We each have a range of what we both expect to be true and what we are willing to accept as being true. Each person's range may be different; some larger and some smaller. Different ranges can be thought of as concentric circles as pictured here. As the concentric circles increase in size, they correlate to a range that is larger and more inclusive than the encircled range. For example, when considering spiritual knowledge, these four ranges might be:
A: Knowledge and truth that can be ascertained and understood from the physical world.
B: Knowledge and truth that is directly taught by the scriptures.
C: Knowledge and truth that is not necessarily taught by the scriptures but neither is denied by the scriptures.
D: Knowledge and truth that is spiritual in nature, even if it is denied by the scriptures.
Much of science today operates in the "A" range. While not always the case in the past, much of science is involved in the pursuit of knowledge that does not require an acknowledgment of God. Science today seeks to describe the world without reference to God and, in many circles, the inclusion of God in the description of the world is considered "non-scientific". This is why many scientists and evolutionist summarily dismiss the idea of a creator God because it does not fit inside their range.
Many fundamentalist Christians operate with a "B" range. They are willing to receive truth that is (in their perception) clearly taught by the scriptures, but they are leery of experiences and revelation that cannot be traced back to a concrete scripture reference.
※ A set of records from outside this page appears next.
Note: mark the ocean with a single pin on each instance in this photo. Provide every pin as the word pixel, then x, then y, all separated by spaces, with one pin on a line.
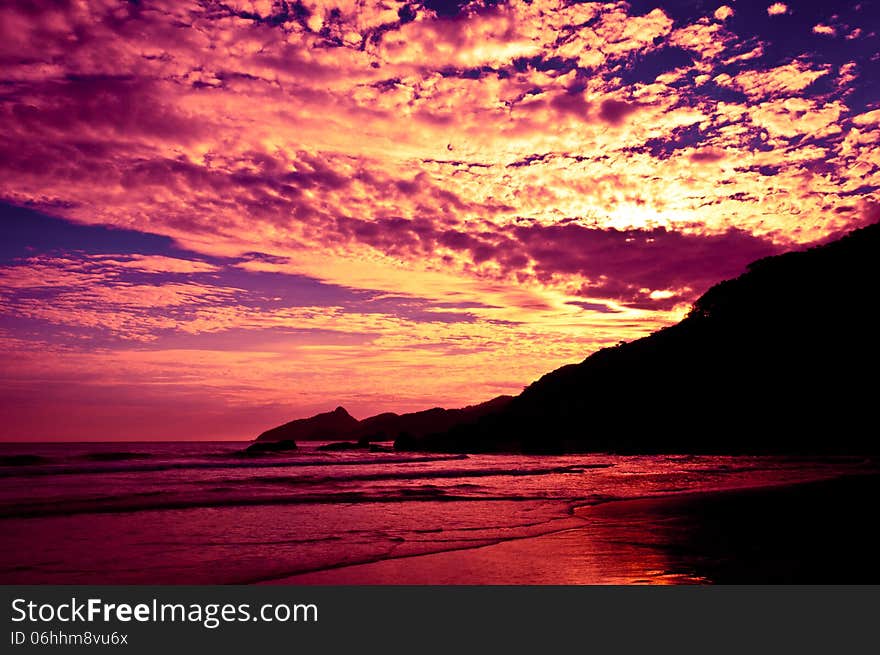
pixel 201 513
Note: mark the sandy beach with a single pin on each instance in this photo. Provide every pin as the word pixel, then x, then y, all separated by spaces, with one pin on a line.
pixel 809 533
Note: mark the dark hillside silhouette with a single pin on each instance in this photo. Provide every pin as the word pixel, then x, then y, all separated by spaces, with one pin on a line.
pixel 783 358
pixel 340 425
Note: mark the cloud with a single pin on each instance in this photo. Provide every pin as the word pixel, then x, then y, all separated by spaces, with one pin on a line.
pixel 723 13
pixel 518 164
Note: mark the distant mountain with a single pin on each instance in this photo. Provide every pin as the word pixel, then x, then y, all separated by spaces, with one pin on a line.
pixel 321 426
pixel 340 425
pixel 782 359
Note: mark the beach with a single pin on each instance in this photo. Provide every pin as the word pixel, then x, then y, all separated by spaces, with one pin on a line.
pixel 202 513
pixel 805 533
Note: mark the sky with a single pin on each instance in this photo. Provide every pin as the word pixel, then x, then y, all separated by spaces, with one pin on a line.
pixel 219 216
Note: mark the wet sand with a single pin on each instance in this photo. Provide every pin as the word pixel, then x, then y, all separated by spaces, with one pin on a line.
pixel 809 533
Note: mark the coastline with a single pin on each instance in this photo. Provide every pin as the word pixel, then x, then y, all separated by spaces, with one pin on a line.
pixel 817 532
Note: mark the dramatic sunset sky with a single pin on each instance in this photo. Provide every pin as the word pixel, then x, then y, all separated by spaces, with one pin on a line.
pixel 218 216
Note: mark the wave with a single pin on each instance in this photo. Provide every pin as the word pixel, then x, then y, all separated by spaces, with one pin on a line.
pixel 23 460
pixel 137 503
pixel 363 460
pixel 412 475
pixel 122 456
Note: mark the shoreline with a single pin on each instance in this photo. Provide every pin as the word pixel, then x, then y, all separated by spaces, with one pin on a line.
pixel 751 535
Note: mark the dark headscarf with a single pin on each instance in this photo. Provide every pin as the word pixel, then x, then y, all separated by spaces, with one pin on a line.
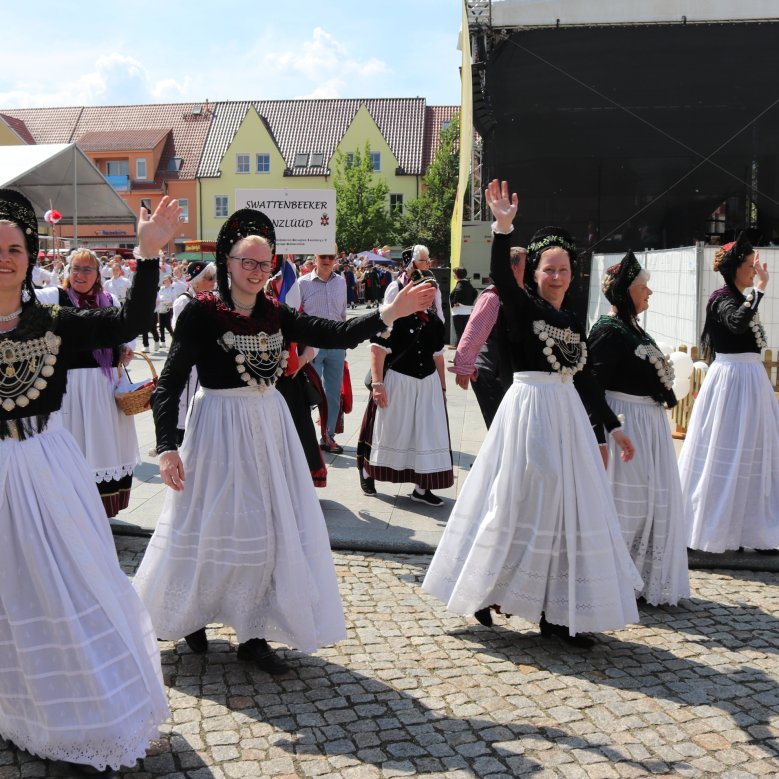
pixel 16 208
pixel 616 283
pixel 241 224
pixel 544 239
pixel 735 253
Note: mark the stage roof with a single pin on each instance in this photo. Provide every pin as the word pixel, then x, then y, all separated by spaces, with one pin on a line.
pixel 550 13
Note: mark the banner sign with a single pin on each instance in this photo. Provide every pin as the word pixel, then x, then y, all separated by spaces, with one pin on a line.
pixel 304 218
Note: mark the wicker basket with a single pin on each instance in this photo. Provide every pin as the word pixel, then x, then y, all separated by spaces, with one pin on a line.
pixel 138 400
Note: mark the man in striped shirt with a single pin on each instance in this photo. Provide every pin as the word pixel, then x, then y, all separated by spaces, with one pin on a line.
pixel 323 294
pixel 478 360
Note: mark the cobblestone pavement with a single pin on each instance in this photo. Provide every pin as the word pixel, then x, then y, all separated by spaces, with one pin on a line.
pixel 691 691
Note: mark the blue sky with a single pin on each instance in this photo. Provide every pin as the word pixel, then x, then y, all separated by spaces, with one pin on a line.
pixel 117 52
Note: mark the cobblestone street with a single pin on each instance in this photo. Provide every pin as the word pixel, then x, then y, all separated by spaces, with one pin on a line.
pixel 691 691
Throughout history, revivals have often been accompanied by strange manifestations; manifestations not explicitly noted in the scriptures. Manifestations such as jerking, swaying, and falling out or, being "slain in the Spirit". People with a strict "B" range often have difficulty embracing revival because they are unable to relate the strange manifestations back to the scriptures.
My wife is a regional resource person for the Catch the Fire Ministries out of Toronto Canada. Over the past few years I have had the pleasure to meet many people associated with this ministry and the ongoing revival that is happening throughout the world. Many of the people I have met have been "C" range people. There is an openness to experiences and revelation that, while not directly taught by the scriptures, is not discounted or denied by the scriptures either. Sometimes, these experiences have lead to new and creative ministry styles that have proven to be effected, even if they are not directly demonstrated in the scriptures.
Finally, those whom we would title as "new agers" would be included with those who have a "D" range. People who have adopted a "D" range are willing to accept any spiritual truth, even truth that is directly denied by the scriptures. Such examples would include spiritualists, mediums, palm readers, fortunetellers, channelers, and the like. For them, the spirit realm is wide open and anything spiritual is to be embraced and accepted.
While there is nothing sacred about these four ranges, they are provided as an example to help us think about our range. While each of us may have a different range, it is important that we understand what our range is and to examine it before God to see if He might desire to change our range; to increase it or to decrease it.
As for me and my wife
My wife an I have different ranges. For me, I accept as truth everything taught by the scriptures ("B" range), I accept as possible those things not denied by the scriptures ("C" range), and I reject everything denounced and denied by the scriptures ("D" range). My wife, however, is more accepting of revelation and experiences that would fall in the "C" range. She is willing to accept as truth those teachings that have been effective in bearing good fruit in people's lives. While the lack of a strong biblical foundation may make me skeptical, for my wife the evidence of the power and fruitfulness of the teaching is a witness of the truth of that teaching.
So who is right and who is wrong? Neither, rather I believe that our differences are due to the different grace, anointing, and calling on our lives. One of my primary ministry callings is as a teacher. As such, I am very concerned about the precision of my teaching. On the other hand, my wife is called to a more personal ministry of the Kingdom of God to the lives of individual people. As such, she is highly concerned with the power and efficacy of the scriptures. To her, the power and capacity of the scriptures is more important that their precision. The point is, I believe that, in part, our different ranges are due to our different callings by God. One is not necessarily better than the other, nor is one to be judged by the other, they are simply different.